Web Scraping Under GDPR and CCPA: Compliance Guide for 2026
Web scraping personal data is regulated by the GDPR (EU/EEA), CCPA/CPRA (California), and similar privacy laws worldwide. The GDPR requires a lawful basis for processing scraped personal data — most commonly "legitimate interest" — along with transparency obligations, data minimization, and respect for data subject rights. The CCPA requires disclosure of data collection practices and honoring opt-out requests.
Privacy laws do not prohibit web scraping outright. They regulate what types of data you can collect, what you can do with it, and what obligations you have toward the individuals whose data you scrape. The critical point that many scrapers miss is that privacy laws apply to personal data regardless of whether that data is publicly available. Just because someone's name, email, or job title appears on a public website does not mean you can collect and use it without legal obligations.
This guide provides a practical compliance framework for web scraping under GDPR, CCPA/CPRA, and other major privacy laws. It covers the specific requirements of each law, the lawful bases available for scraping, the compliance steps you must take, and the penalties for non-compliance. This is not legal advice—consult a privacy lawyer for your specific situation—but it provides the operational framework you need to scrape personal data responsibly.
GDPR and Web Scraping
What the GDPR Covers
The General Data Protection Regulation applies to the processing of personal data of individuals in the EU/EEA, regardless of where the processing entity is located. If you scrape data about people in the EU, the GDPR applies to you even if your company is based in the US, Singapore, or anywhere else.
"Personal data" under the GDPR is defined broadly as any information relating to an identified or identifiable natural person. This includes names, email addresses, phone numbers, job titles, IP addresses, location data, and any identifier that could be used to identify a specific individual. For web scraping, virtually any data about a specific person counts as personal data.
| Data Type | Personal Data Under GDPR? | Special Category? | Scraping Risk |
|---|---|---|---|
| Name + email address | Yes | No | Standard — lawful basis needed |
| Job title at a company | Yes (if identifiable) | No | Standard — lawful basis needed |
| Business phone number | Yes (if personal line) | No | Standard — lawful basis needed |
| Public LinkedIn profile data | Yes | No | Standard — lawful basis needed |
| Facial photographs | Yes | Yes (biometric) | High — explicit consent typically needed |
| Health information | Yes | Yes (health) | Very high — explicit consent required |
| Political opinions (inferred) | Yes | Yes (political) | Very high — explicit consent required |
| Company revenue data | No (about company) | No | Low — not personal data |
| Product pricing | No | No | None — not personal data |
Lawful Bases for Scraping Personal Data
Under GDPR Article 6, you need at least one lawful basis to process personal data. For web scraping, three lawful bases are potentially relevant:
1. Consent (Article 6(1)(a)): The data subject has given clear consent for their data to be processed. This is impractical for scraped data because you typically cannot obtain consent from individuals before scraping their data. Consent is the strongest lawful basis but the least feasible for scraping operations.
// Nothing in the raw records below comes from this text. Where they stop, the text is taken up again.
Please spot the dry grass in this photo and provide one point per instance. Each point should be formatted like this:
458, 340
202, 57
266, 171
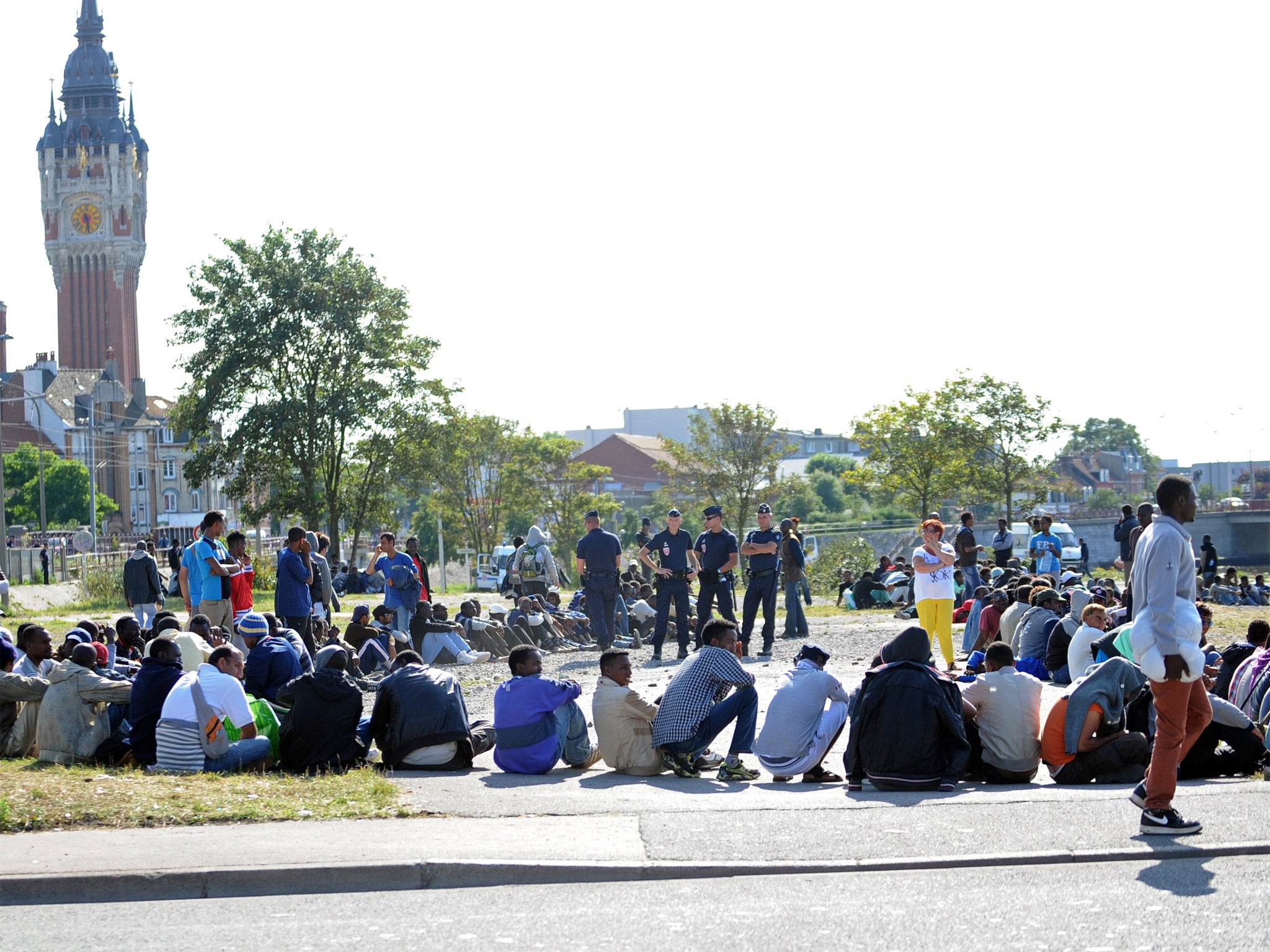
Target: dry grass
36, 796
2. Legitimate Interest (Article 6(1)(f)): Processing is necessary for your legitimate interests, provided those interests are not overridden by the data subject's fundamental rights. This is the most commonly used basis for B2B data scraping. To rely on legitimate interest, you must conduct and document a Legitimate Interest Assessment (LIA) that balances your interests against the data subject's rights.
3. Public Interest (Article 6(1)(e)): Processing is necessary for a task carried out in the public interest. This basis is primarily available to public authorities and researchers, not commercial scrapers.
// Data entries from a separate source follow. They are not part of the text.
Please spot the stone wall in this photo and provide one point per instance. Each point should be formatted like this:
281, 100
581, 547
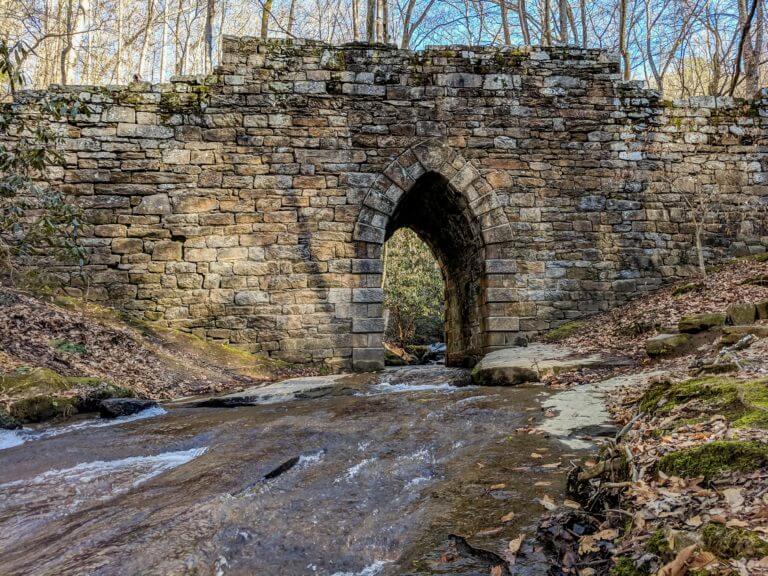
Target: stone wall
251, 206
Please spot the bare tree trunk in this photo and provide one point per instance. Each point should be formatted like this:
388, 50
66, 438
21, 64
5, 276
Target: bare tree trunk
380, 20
210, 12
119, 54
522, 12
145, 39
355, 20
164, 25
505, 22
752, 51
222, 20
370, 21
67, 44
265, 14
742, 42
623, 39
292, 17
385, 21
562, 9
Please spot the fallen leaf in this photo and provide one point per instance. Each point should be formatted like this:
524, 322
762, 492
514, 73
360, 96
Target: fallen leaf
588, 544
736, 523
694, 521
679, 566
515, 544
703, 559
488, 532
609, 534
548, 503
For most commercial scraping operations, legitimate interest is the only viable lawful basis. The European Data Protection Board (EDPB) has provided guidance on how to conduct the required balancing test:
| Balancing Factor | Favors Scraper | Favors Data Subject |
|---|---|---|
| Nature of the data | Publicly available, professional context | Private, sensitive, or intimate context |
| Reasonable expectations | Data subject expected data to be used this way | Data subject would not expect this use |
| Impact on individuals | Minimal impact, B2B professional context | Significant impact on privacy or autonomy |
| Safeguards in place | Opt-out mechanisms, data minimization, security | No safeguards, broad data sharing |
| Purpose of processing | Legitimate B2B communication | Profiling, surveillance, or manipulation |
GDPR Compliance Checklist for Web Scraping
If you scrape personal data about EU/EEA individuals, the following compliance steps are required:
- Conduct a Legitimate Interest Assessment (LIA). Document your legitimate interest, the necessity of processing, and the balancing test against data subject rights. This must be done before you begin scraping, not after.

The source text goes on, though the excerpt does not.